The USTA announced Tuesday that the 2018 US Open will introduce a new daily match schedule for the tournament, made possible by the completion of the final piece of the five-year strategic transformation of the USTA Billie Jean King National Tennis Center – the new 14,000-seat Louis Armstrong Stadium.

In Armstrong, the day session will begin at 11 a.m., for the first nine days of the tournament and will include three matches. The night session in Armstrong will begin at 7 p.m. and will showcase two matches each evening for the first six days of the event.

Approximately 7,000 of the seats in Armstrong will be open to all US Open ticketholders for both the day and night sessions, while the remaining seats will be reserved for those with a dedicated Louis Armstrong Stadium ticket for the respective session.

In Arthur Ashe Stadium, the day session will now begin at 12 p.m. and include two matches. The night session will continue to feature two matches and will also start at 7 p.m.

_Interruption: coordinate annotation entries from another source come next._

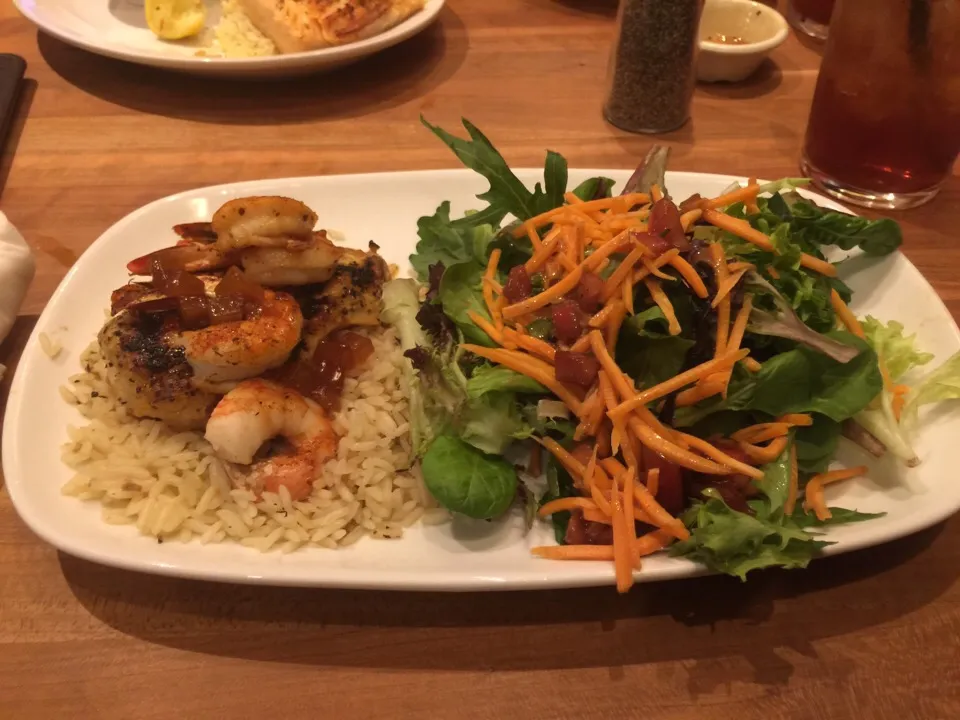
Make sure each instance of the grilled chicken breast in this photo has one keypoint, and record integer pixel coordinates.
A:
(351, 297)
(151, 374)
(301, 25)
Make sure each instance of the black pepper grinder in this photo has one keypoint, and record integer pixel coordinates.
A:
(653, 65)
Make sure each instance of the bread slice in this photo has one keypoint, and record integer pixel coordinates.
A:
(301, 25)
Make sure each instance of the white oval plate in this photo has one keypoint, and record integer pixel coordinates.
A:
(464, 555)
(117, 29)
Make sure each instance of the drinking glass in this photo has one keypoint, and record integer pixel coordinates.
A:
(810, 16)
(884, 129)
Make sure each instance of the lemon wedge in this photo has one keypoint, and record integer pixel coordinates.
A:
(175, 19)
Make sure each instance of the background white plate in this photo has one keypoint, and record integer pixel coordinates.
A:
(466, 555)
(117, 29)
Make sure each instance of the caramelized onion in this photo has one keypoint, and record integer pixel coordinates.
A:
(194, 313)
(236, 283)
(229, 308)
(175, 282)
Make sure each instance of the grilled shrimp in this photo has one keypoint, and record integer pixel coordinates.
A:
(258, 411)
(269, 221)
(223, 354)
(314, 264)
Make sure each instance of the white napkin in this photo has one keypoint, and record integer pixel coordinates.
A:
(16, 271)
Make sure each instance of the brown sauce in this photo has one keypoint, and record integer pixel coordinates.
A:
(321, 377)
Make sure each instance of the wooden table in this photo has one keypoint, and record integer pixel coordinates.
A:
(867, 635)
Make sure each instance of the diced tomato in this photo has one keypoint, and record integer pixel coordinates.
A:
(670, 485)
(589, 292)
(664, 221)
(576, 368)
(518, 286)
(657, 244)
(567, 323)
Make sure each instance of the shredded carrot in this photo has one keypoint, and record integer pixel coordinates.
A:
(581, 345)
(544, 218)
(660, 517)
(489, 276)
(764, 455)
(663, 302)
(646, 545)
(646, 429)
(605, 519)
(535, 464)
(658, 262)
(613, 466)
(744, 194)
(656, 271)
(612, 285)
(797, 419)
(814, 489)
(531, 344)
(544, 252)
(620, 243)
(532, 368)
(627, 293)
(599, 319)
(601, 500)
(574, 552)
(534, 236)
(740, 265)
(728, 285)
(743, 229)
(653, 480)
(622, 551)
(563, 504)
(590, 470)
(847, 317)
(740, 324)
(612, 331)
(761, 432)
(723, 311)
(678, 381)
(722, 458)
(485, 325)
(689, 218)
(794, 485)
(554, 292)
(627, 480)
(689, 275)
(701, 391)
(600, 480)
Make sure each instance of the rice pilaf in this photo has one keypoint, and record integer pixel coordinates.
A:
(170, 485)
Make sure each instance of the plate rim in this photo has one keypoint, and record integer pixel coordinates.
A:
(323, 57)
(15, 471)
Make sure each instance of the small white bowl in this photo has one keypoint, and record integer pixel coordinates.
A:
(759, 27)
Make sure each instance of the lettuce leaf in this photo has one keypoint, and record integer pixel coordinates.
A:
(897, 351)
(732, 542)
(506, 193)
(452, 242)
(939, 385)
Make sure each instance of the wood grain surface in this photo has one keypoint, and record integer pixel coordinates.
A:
(867, 635)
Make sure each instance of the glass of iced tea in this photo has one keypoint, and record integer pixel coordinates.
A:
(884, 129)
(810, 16)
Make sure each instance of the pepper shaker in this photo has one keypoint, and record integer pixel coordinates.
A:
(653, 65)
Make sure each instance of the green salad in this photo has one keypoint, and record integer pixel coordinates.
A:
(537, 318)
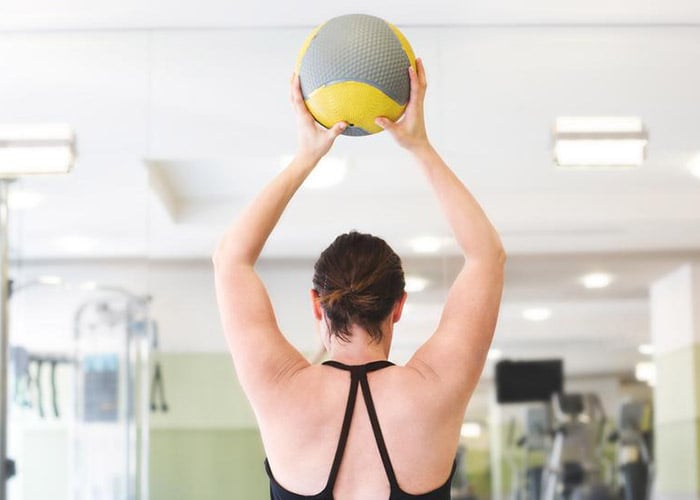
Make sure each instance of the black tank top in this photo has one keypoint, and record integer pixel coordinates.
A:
(358, 377)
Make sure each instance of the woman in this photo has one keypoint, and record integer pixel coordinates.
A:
(399, 439)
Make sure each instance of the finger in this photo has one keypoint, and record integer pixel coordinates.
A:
(421, 72)
(415, 95)
(383, 122)
(337, 129)
(297, 97)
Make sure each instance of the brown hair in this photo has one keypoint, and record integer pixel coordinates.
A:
(358, 278)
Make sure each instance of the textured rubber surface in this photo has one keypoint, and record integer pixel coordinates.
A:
(358, 49)
(356, 102)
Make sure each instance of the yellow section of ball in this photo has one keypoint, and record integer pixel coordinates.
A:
(305, 46)
(404, 43)
(356, 103)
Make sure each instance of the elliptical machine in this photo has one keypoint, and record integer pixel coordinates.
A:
(575, 469)
(634, 451)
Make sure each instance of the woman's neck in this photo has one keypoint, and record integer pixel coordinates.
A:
(360, 349)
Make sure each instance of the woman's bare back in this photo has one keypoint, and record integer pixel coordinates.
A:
(419, 423)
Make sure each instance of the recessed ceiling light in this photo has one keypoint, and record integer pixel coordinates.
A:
(88, 285)
(537, 314)
(599, 141)
(50, 280)
(426, 244)
(36, 149)
(415, 284)
(329, 172)
(597, 280)
(471, 430)
(646, 349)
(76, 244)
(24, 200)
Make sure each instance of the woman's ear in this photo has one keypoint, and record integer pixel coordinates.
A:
(316, 305)
(398, 308)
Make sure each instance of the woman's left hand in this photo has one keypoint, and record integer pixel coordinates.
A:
(314, 141)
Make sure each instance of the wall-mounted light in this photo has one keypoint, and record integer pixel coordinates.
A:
(589, 141)
(426, 244)
(36, 149)
(471, 430)
(645, 371)
(596, 280)
(415, 284)
(329, 172)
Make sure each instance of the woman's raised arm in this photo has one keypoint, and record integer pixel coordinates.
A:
(261, 354)
(456, 352)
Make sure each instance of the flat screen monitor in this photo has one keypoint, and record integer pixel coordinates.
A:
(528, 381)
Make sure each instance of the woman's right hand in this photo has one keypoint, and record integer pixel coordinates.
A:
(314, 141)
(409, 131)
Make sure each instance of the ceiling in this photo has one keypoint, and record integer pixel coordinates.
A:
(182, 114)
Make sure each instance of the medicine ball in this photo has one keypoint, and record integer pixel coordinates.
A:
(354, 68)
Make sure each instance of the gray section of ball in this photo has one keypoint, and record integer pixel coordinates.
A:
(360, 48)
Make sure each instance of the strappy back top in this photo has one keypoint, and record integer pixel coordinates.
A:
(358, 377)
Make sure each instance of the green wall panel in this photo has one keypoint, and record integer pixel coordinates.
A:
(207, 465)
(678, 457)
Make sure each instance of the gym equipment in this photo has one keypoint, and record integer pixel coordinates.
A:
(354, 68)
(527, 454)
(528, 381)
(157, 383)
(574, 470)
(112, 332)
(634, 451)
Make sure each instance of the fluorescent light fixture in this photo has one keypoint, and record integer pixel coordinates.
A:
(646, 349)
(50, 280)
(415, 284)
(597, 280)
(36, 149)
(537, 314)
(426, 244)
(645, 371)
(471, 430)
(76, 244)
(329, 172)
(24, 200)
(599, 141)
(494, 354)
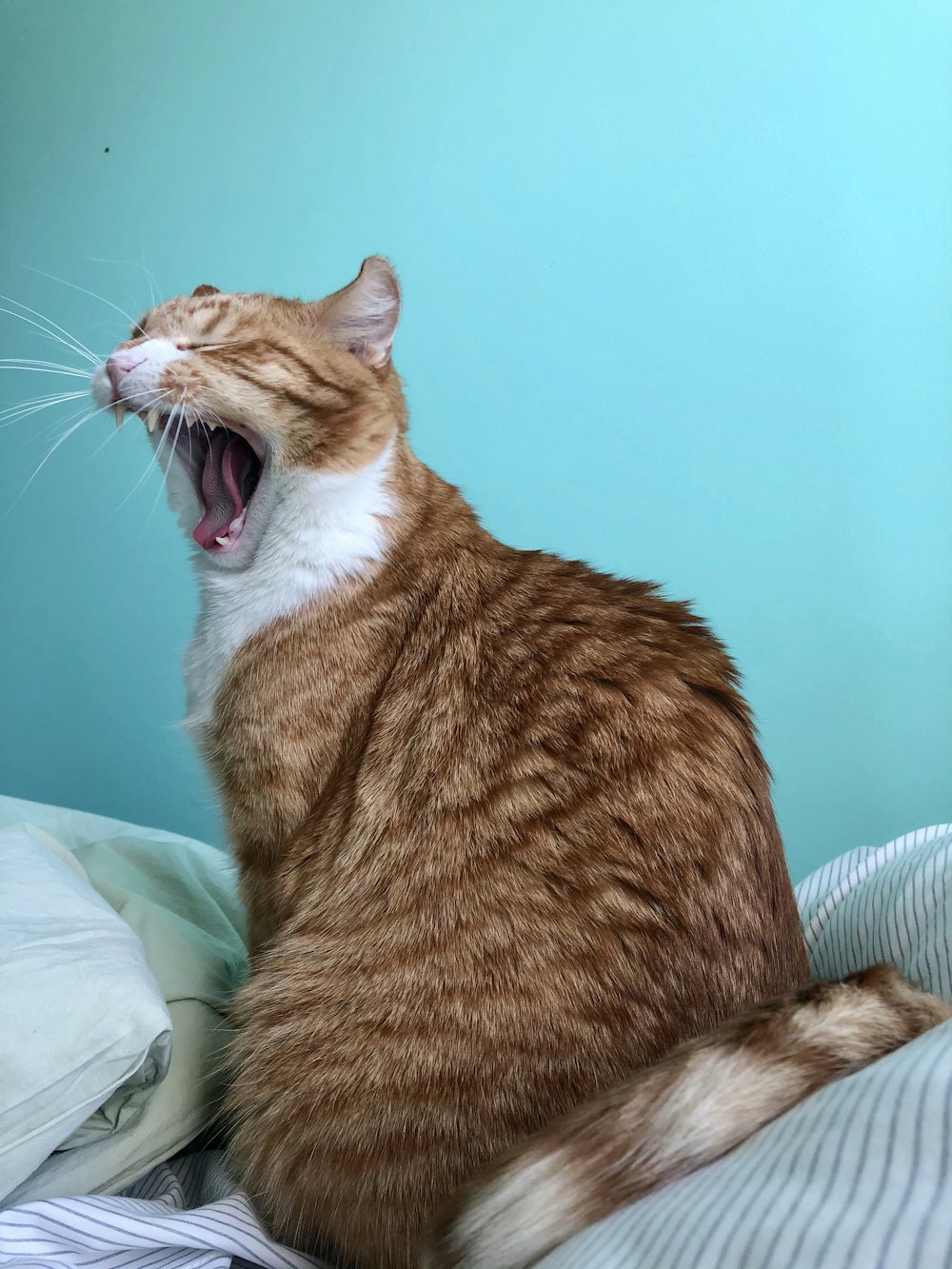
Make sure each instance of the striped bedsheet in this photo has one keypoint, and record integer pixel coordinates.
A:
(860, 1177)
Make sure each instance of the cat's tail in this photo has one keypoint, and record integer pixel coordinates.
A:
(695, 1105)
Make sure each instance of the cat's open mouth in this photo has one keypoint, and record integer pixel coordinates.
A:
(225, 462)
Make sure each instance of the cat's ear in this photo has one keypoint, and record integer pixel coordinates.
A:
(362, 317)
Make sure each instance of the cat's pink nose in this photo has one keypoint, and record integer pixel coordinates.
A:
(121, 363)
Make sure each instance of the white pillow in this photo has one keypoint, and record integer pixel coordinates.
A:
(181, 899)
(861, 1174)
(84, 1021)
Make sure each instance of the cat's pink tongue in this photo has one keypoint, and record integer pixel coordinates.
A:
(225, 468)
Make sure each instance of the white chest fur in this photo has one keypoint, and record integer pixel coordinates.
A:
(322, 528)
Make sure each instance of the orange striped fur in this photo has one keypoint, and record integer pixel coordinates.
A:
(505, 830)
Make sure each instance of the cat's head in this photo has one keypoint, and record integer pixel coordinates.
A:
(246, 392)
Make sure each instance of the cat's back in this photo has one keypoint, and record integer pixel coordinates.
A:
(547, 858)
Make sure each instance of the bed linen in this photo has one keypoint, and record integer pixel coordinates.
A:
(860, 1177)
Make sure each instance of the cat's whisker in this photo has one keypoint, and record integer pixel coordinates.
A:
(34, 361)
(84, 289)
(46, 369)
(15, 412)
(69, 342)
(51, 452)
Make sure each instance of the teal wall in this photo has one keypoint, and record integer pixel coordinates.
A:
(678, 283)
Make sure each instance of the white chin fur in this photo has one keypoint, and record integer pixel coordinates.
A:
(307, 533)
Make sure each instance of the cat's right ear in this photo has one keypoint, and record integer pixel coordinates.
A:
(362, 317)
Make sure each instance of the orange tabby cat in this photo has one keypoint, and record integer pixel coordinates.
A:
(505, 830)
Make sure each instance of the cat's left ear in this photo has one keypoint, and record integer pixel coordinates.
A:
(362, 317)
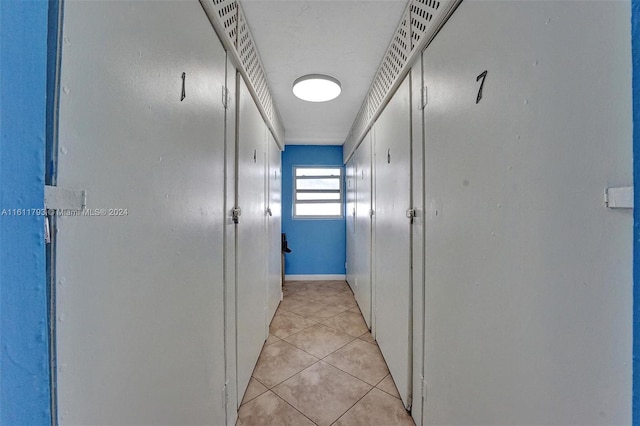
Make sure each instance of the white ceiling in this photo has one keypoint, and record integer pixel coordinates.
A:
(343, 38)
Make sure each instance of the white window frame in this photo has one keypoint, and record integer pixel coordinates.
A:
(340, 178)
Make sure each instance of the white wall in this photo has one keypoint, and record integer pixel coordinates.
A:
(528, 275)
(140, 336)
(392, 238)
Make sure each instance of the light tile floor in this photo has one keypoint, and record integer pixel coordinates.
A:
(320, 365)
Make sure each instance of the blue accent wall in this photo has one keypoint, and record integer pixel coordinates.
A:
(319, 246)
(24, 360)
(635, 48)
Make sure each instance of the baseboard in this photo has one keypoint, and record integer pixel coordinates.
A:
(317, 277)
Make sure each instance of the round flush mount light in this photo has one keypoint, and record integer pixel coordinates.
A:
(316, 88)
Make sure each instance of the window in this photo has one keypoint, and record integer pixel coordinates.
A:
(317, 192)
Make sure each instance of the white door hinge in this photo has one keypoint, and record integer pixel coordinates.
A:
(47, 230)
(411, 214)
(235, 214)
(225, 395)
(225, 97)
(424, 388)
(423, 97)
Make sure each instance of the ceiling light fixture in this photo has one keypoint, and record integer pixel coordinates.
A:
(316, 88)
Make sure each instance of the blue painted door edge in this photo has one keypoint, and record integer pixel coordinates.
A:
(635, 58)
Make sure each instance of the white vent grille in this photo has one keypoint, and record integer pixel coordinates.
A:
(421, 21)
(229, 20)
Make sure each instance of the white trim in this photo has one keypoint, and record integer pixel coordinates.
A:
(325, 277)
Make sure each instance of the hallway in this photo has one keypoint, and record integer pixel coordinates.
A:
(320, 365)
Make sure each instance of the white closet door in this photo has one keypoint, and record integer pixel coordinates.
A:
(139, 294)
(363, 238)
(393, 305)
(350, 213)
(274, 218)
(529, 275)
(251, 257)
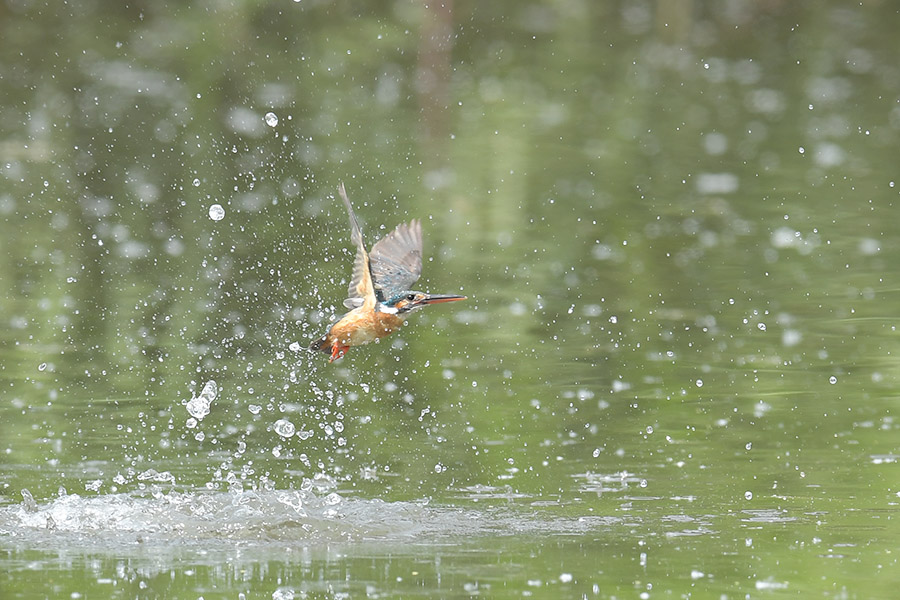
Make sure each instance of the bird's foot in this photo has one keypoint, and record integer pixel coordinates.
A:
(337, 351)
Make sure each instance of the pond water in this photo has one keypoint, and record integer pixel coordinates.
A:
(675, 375)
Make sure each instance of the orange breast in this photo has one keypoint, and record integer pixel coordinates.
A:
(360, 327)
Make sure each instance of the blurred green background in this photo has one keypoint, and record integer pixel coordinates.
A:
(675, 221)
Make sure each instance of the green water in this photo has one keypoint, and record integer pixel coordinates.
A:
(675, 375)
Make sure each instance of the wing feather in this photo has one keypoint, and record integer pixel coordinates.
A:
(361, 289)
(396, 260)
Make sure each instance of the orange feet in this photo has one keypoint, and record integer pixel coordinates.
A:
(337, 351)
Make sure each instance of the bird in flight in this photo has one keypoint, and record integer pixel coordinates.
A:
(379, 292)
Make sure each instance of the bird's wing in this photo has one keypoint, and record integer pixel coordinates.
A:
(361, 290)
(396, 259)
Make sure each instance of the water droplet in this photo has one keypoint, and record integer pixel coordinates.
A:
(198, 407)
(216, 212)
(284, 428)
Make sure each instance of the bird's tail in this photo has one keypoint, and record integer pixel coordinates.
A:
(321, 345)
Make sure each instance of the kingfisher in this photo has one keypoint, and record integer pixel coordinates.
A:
(379, 292)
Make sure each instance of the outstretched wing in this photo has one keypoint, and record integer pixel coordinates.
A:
(361, 289)
(396, 260)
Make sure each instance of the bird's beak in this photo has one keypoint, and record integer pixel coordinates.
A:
(437, 299)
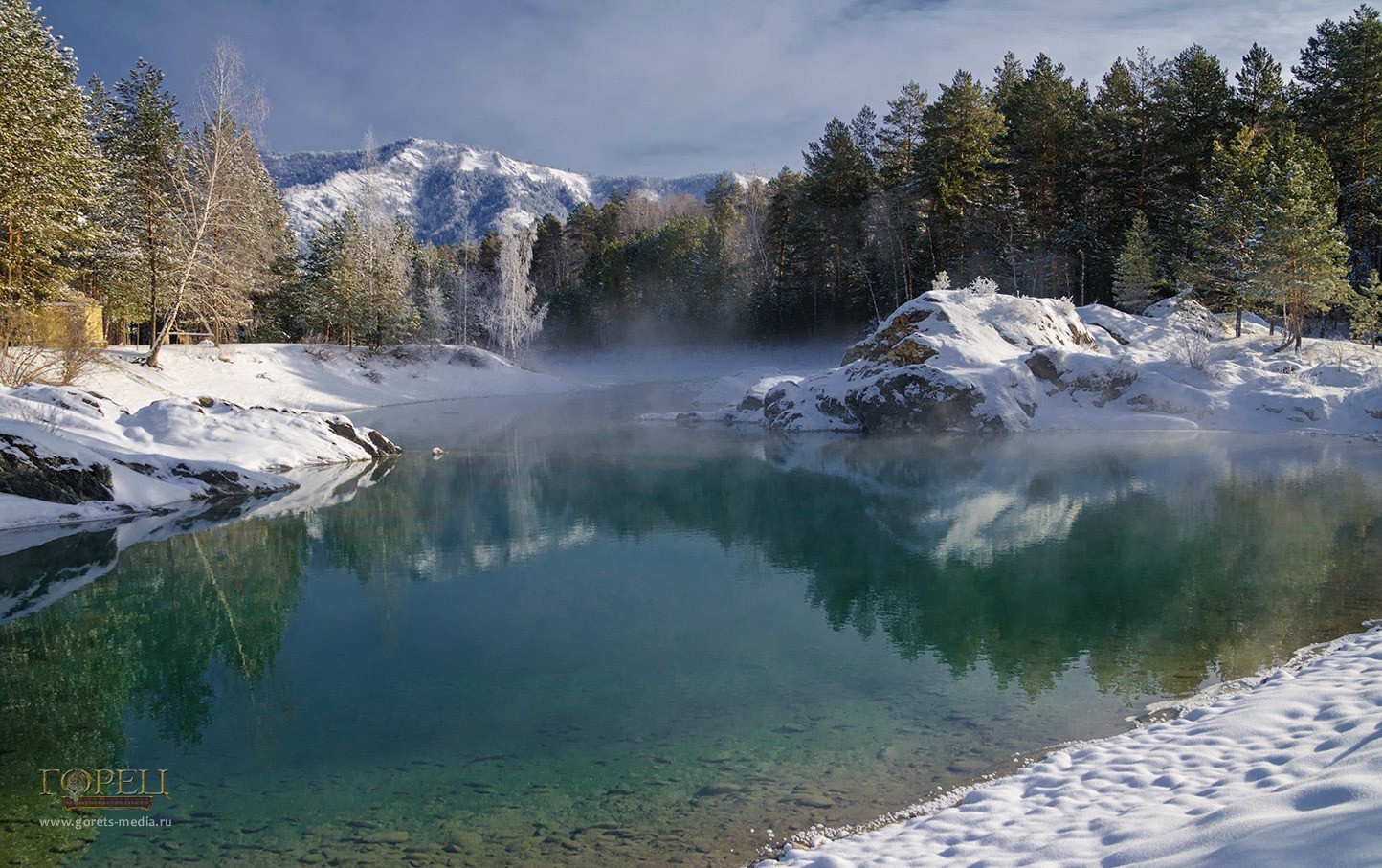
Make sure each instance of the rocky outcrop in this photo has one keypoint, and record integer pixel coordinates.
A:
(79, 450)
(28, 470)
(967, 360)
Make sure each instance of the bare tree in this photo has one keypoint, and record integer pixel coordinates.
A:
(208, 192)
(513, 316)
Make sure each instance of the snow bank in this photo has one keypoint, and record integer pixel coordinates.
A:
(67, 455)
(321, 378)
(1287, 773)
(973, 360)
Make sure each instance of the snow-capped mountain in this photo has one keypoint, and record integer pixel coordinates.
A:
(448, 192)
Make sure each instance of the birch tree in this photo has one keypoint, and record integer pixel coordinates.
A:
(514, 317)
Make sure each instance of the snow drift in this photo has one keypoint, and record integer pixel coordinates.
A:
(67, 455)
(974, 360)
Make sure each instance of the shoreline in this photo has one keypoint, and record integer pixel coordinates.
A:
(817, 846)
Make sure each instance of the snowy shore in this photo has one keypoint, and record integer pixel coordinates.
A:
(973, 360)
(1284, 770)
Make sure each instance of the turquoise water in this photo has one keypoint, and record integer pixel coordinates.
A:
(579, 640)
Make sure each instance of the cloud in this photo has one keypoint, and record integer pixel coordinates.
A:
(628, 86)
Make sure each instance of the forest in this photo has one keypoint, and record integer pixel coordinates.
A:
(1258, 191)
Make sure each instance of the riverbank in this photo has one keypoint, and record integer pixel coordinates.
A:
(1279, 770)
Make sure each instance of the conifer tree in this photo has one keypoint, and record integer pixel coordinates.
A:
(144, 144)
(1339, 79)
(1136, 277)
(900, 137)
(839, 179)
(962, 129)
(1366, 311)
(1304, 254)
(1195, 100)
(50, 167)
(1259, 100)
(1226, 227)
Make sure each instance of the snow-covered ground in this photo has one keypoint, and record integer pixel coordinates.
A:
(973, 360)
(1284, 773)
(320, 378)
(74, 456)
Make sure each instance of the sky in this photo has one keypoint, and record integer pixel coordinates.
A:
(659, 87)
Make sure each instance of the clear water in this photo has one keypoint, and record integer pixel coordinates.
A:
(579, 640)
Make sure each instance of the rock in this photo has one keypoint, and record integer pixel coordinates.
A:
(947, 361)
(28, 472)
(386, 837)
(373, 442)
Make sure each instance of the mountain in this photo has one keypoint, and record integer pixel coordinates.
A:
(448, 192)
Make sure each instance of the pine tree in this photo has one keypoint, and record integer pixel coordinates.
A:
(1366, 311)
(962, 130)
(1129, 162)
(1195, 99)
(1339, 80)
(109, 270)
(1226, 227)
(145, 146)
(1136, 278)
(50, 167)
(1304, 254)
(1046, 154)
(900, 137)
(1259, 100)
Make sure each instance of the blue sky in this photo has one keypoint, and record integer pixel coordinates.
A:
(635, 86)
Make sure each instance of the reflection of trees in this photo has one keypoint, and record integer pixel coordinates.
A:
(1155, 568)
(144, 638)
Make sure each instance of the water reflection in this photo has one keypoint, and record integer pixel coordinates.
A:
(571, 624)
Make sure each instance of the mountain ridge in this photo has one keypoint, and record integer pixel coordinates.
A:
(450, 192)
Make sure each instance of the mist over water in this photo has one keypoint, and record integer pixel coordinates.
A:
(581, 640)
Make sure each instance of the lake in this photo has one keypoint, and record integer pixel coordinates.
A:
(575, 638)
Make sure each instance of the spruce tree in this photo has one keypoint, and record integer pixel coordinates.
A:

The move to two matches during the day session in Ashe helps to establish a greater certainty of start time for the night session, with a lesser chance of a delayed start – a benefit to players, broadcasters and fans attending the US Open and watching from home.

The possibility for congestion on the grounds of the USTA Billie Jean King National Tennis Center during the changeover between the day and night sessions should also be alleviated, due to more time for fans entering and exiting the stadium.

“We are incredibly excited to shine a light on the new Louis Armstrong Stadium at the 2018 US Open, featuring a night session in a second stadium for the first time in the tournament’s history,” said Katrina Adams, Chairman of the Board and President, USTA. “Night tennis and the US Open are synonymous; truly some of our most memorable matches have been under the bright lights at night.”